Vision Zero Analysis at the Regional Scale
HIN Index

Vision Zero Analysis at the Regional Scale

Across the world, Vision Zero is a powerful and popular framework to conceptualize the safety of our cities' streets. It connects data to planning actions and recenters our conversations around designing cities for people. A critical task for cities considering any type of Vision Zero Plan is to identify which locations pose the highest risk of dangerous traffic collisions, so that they can be prioritized for improvements. To this end, a common strategy is to develop a High Injury Network (HIN), which identifies the streets with the largest concentration of collisions where a victim was killed or severely injured (KSI).

HINs are typically developed for a single city at a time. Consequently, our understanding of collision trends is often very focused, and we rarely have a chance to see what is going on across multiple jurisdictional boundaries. I have always been curious about what a regional HIN could show us, so, as part of recent projects, I have developed a series of Python-based tools to automate the development of robust, regional HINs. This article shares the details of a personal project: a regional HIN for the San Francisco Bay Area (Alameda, San Mateo, Santa Clara, and San Francisco Counties).

Breaking Down the Goals of a HIN

A HIN, at its core, is a prioritization analysis. Your goal as the HIN developer is to identify the highest priority locations along a network for further analysis and safety improvements.
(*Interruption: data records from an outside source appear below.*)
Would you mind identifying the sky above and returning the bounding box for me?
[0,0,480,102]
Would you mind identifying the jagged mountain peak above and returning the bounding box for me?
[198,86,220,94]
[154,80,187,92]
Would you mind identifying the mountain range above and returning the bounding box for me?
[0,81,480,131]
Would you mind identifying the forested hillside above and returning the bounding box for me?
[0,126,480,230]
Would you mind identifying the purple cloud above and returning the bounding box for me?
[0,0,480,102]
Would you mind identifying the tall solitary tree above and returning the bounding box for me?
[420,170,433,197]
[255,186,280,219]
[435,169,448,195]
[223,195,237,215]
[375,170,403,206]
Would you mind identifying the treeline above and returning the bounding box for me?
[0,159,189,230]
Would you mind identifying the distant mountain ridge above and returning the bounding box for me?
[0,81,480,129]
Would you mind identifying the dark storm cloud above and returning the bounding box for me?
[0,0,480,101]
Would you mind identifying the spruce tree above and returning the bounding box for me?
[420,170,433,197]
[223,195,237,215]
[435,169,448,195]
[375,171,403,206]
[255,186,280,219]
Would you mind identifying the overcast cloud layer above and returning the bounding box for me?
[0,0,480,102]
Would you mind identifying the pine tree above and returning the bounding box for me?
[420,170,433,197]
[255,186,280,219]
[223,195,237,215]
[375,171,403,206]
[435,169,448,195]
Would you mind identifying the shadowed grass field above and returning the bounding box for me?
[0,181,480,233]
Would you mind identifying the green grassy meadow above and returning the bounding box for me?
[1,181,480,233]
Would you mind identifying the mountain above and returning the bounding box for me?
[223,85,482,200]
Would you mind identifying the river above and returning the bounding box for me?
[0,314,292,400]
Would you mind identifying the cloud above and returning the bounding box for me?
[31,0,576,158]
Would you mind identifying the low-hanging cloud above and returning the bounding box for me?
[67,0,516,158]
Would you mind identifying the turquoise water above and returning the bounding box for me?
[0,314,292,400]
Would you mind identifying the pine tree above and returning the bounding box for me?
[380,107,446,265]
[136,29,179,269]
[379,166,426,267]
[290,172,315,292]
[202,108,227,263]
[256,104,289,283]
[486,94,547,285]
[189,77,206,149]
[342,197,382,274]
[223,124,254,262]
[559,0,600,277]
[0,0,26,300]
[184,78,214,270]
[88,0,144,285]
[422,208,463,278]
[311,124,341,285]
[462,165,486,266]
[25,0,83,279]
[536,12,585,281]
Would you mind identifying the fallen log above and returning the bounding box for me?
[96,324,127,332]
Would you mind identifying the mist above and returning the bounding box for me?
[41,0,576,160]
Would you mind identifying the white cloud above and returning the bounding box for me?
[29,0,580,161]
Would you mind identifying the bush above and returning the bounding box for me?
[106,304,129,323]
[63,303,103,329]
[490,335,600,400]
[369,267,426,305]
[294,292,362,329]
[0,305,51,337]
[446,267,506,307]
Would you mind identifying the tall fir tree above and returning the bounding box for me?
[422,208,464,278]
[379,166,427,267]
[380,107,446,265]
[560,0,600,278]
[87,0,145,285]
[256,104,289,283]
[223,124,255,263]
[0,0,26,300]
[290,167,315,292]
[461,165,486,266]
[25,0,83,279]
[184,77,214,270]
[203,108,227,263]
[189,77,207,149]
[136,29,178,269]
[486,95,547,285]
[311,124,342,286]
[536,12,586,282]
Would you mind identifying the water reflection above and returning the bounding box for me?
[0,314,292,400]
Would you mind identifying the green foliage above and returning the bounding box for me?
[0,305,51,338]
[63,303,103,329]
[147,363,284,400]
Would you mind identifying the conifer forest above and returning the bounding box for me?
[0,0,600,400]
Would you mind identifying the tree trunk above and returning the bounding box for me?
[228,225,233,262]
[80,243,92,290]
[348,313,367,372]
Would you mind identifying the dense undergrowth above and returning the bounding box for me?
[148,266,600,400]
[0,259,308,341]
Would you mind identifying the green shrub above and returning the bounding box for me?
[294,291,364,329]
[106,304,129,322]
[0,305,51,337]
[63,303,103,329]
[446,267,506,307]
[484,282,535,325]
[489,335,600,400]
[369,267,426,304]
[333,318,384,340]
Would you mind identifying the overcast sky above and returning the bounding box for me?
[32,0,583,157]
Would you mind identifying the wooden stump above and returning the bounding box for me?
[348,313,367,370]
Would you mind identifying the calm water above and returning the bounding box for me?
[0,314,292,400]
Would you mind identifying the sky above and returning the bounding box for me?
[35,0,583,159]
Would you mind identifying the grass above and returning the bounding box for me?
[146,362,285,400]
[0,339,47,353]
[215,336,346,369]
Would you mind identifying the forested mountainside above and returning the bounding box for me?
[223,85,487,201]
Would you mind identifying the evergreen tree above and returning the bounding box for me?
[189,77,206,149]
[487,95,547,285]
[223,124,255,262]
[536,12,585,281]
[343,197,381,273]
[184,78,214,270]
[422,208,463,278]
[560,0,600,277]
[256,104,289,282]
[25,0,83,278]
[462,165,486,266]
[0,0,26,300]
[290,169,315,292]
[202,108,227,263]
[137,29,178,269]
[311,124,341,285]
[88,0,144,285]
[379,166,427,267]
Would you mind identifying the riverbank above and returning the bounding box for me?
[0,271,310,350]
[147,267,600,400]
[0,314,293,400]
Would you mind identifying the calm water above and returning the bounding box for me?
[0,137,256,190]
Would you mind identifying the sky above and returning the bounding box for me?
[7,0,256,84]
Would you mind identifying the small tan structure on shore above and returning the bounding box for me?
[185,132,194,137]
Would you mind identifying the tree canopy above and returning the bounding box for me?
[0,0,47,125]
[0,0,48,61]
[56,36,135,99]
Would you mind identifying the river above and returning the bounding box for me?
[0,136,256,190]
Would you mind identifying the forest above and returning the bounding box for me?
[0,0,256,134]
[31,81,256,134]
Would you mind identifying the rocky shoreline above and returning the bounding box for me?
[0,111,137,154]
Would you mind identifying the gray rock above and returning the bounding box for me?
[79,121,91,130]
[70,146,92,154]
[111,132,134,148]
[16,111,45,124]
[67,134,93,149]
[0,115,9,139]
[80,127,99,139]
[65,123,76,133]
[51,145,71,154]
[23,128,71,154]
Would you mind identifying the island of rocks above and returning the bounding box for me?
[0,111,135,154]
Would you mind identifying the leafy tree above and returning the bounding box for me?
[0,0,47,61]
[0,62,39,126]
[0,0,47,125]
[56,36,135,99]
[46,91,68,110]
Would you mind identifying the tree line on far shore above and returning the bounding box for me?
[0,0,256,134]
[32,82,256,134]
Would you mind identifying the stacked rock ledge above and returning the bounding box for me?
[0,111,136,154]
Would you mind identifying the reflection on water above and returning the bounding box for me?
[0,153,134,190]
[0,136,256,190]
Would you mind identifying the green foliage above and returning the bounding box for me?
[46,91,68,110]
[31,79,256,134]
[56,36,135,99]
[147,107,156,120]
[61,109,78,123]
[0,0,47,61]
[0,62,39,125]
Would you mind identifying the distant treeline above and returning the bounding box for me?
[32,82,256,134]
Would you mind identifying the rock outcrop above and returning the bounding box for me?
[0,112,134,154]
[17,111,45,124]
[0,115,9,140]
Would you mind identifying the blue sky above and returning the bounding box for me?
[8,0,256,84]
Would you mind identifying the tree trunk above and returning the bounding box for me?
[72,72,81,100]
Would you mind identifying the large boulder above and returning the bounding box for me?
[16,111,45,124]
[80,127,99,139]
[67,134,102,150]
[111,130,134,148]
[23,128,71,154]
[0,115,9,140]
However, the HIN also serves as a communication tool: improving a small percentage of the city's streets can address the majority of KSI collisions occurring on the network.

For example, one of the first statistics presented on San Francisco's Vision Zero page is:

In San Francisco, more than 70 percent of severe and fatal traffic injuries occur on just 12 percent of city streets. 

This statistic focuses the problem definition of San Francisco's Vision Zero program.

So, some possible goals of a HIN could then be formulated as:

  • Identify the subset of the network where most collisions occur (>50%).
  • Limit the cumulative size of the network to a manageable subset. This subset should be realistically improvable over a short to intermediate time horizon (3-10 years). Many HINs identified as part of Vision Zero efforts are usually less than 20% of the network, though this amount is debatable.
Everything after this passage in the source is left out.